Senza dimenticare che il rapporto capo-collaboratore si misura in un contesto storico ed economico preciso. “Appunto. In Italia siamo ancorati a una vecchia concezione dell’economia, basata sulla vendita della benzina, sulla cessione degli immobili nelle grandi città, sul pendolarismo, su quartieri e negozi vicino ai posti di lavoro. Chiaro che quando si ha un’economia del genere, che spinge per il non cambiamento, tutto diventa più difficile. Abbiamo una politica cieca, molto condizionata dal potere economico. Basta osservare l’esempio del pubblico impiego, dove vige ancora l’obbligo della prevalenza del lavoro in presenza. Un elemento che spiega la cultura del lavoro nel nostro Paese, ferma al livello delle concessioni. Del tipo: io ti concedo uno o due giorni a settimana a casa, però almeno per il 51% lavori in presenza”.
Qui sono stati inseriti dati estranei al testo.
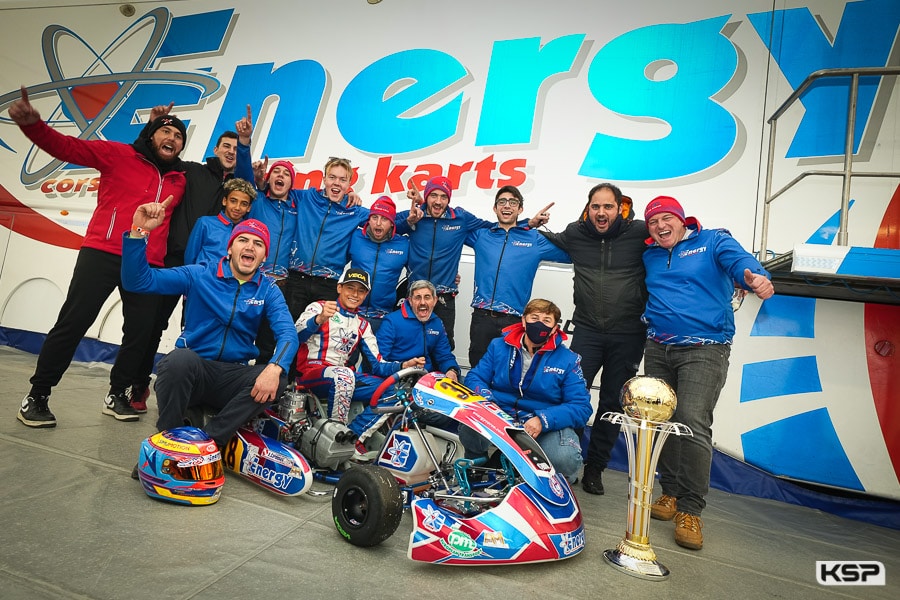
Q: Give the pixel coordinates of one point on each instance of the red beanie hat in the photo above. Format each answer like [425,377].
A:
[252,227]
[664,204]
[438,183]
[287,165]
[385,207]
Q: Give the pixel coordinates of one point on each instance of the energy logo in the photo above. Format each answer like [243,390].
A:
[100,97]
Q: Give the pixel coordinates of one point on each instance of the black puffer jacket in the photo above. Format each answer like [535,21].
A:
[609,290]
[202,197]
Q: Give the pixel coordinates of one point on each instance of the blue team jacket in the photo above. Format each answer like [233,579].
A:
[691,286]
[435,245]
[221,315]
[505,265]
[402,337]
[384,262]
[324,229]
[553,387]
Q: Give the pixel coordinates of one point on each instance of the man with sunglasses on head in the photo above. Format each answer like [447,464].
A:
[437,233]
[324,222]
[507,256]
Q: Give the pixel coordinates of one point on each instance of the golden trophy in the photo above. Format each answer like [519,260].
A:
[648,403]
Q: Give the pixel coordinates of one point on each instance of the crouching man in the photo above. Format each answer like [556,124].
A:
[538,382]
[225,302]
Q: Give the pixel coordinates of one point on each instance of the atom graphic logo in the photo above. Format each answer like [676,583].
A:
[89,101]
[98,95]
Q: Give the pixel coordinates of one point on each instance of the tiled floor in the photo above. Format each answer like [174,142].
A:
[74,525]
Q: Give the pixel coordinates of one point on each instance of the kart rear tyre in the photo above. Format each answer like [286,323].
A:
[367,505]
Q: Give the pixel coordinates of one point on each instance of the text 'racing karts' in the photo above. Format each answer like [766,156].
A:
[511,508]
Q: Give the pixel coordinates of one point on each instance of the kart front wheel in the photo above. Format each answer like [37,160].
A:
[367,505]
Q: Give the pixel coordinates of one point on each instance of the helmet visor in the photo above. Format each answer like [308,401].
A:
[186,471]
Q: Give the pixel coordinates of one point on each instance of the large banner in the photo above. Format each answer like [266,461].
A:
[657,97]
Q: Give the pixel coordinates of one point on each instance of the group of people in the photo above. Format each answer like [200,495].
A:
[285,284]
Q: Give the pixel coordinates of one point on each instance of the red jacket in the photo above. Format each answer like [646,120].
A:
[127,180]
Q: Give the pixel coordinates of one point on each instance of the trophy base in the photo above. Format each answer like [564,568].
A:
[636,567]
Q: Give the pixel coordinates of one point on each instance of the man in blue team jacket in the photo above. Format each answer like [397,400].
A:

Qui torniamo sul campo della differenza tra idea e messa a terra. Ha senso, quindi, parlare di paragone con la storia italiana di vent’anni fa? “Sì, il parallelismo è logico. Aggiungo, a conferma, che nel pubblico impiego c’è un accordo quadro sul telelavoro che risale alla fine degli anni Novanta. Leggendo quell’accordo ci si accorge che è quasi più evoluto di quelli attuali. E in tutti questi anni cos’è cambiato nel concreto? Nulla. No, direi che non si tratta di questione normativa”.
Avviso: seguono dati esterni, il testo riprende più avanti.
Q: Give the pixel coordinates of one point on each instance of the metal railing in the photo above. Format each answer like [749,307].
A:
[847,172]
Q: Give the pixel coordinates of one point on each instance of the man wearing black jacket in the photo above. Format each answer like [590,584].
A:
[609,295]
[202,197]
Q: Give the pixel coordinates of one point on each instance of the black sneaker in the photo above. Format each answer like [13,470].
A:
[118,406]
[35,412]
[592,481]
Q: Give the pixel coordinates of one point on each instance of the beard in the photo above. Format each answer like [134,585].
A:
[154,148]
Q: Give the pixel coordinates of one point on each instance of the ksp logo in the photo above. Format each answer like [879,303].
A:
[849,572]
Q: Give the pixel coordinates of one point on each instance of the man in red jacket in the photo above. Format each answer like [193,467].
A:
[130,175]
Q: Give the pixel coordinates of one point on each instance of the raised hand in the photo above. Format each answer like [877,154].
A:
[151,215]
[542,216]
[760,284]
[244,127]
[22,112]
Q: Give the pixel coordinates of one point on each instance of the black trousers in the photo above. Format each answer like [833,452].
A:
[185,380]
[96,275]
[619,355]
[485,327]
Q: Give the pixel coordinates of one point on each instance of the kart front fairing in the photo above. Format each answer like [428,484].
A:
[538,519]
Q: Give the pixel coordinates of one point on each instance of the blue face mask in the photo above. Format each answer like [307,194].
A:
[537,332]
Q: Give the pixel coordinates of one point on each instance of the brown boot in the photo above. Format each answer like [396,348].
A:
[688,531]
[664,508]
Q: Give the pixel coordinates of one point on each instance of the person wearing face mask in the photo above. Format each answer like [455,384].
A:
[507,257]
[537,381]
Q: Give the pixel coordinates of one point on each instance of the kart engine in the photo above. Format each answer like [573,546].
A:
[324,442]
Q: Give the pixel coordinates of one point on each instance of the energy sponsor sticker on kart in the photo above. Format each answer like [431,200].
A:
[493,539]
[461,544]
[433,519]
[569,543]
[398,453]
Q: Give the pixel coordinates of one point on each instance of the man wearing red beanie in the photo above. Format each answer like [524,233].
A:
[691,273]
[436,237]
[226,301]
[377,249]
Quanto pesa la scarsa presa del sindacato sul tema? “Non è pronto. Anche negli accordi degli ultimi due anni ha sempre inteso il lavoro da remoto come una concessione. Il suo timore è di perdere contatto con i lavoratori, proprio in conseguenza all’innovazione. E poi, a sua volta, si è dimostrato di stampo fordista, si fatica a comprendere le nuove modalità di relazione. Invece il valore aggiunto che possiamo portare noi, come sigla digitale senza sede fisica, è di aiutare questa transizione, proponendo un nuovo rapporto tra sindacato e lavoratore, che lega di meno ma che sia sempre a supporto delle concrete necessità delle persone. Il nostro compito è di mettere in atto tutti gli strumenti per migliorare la qualità di vita del lavoratore”.
E qualità, oggi, fa rima con flessibilità.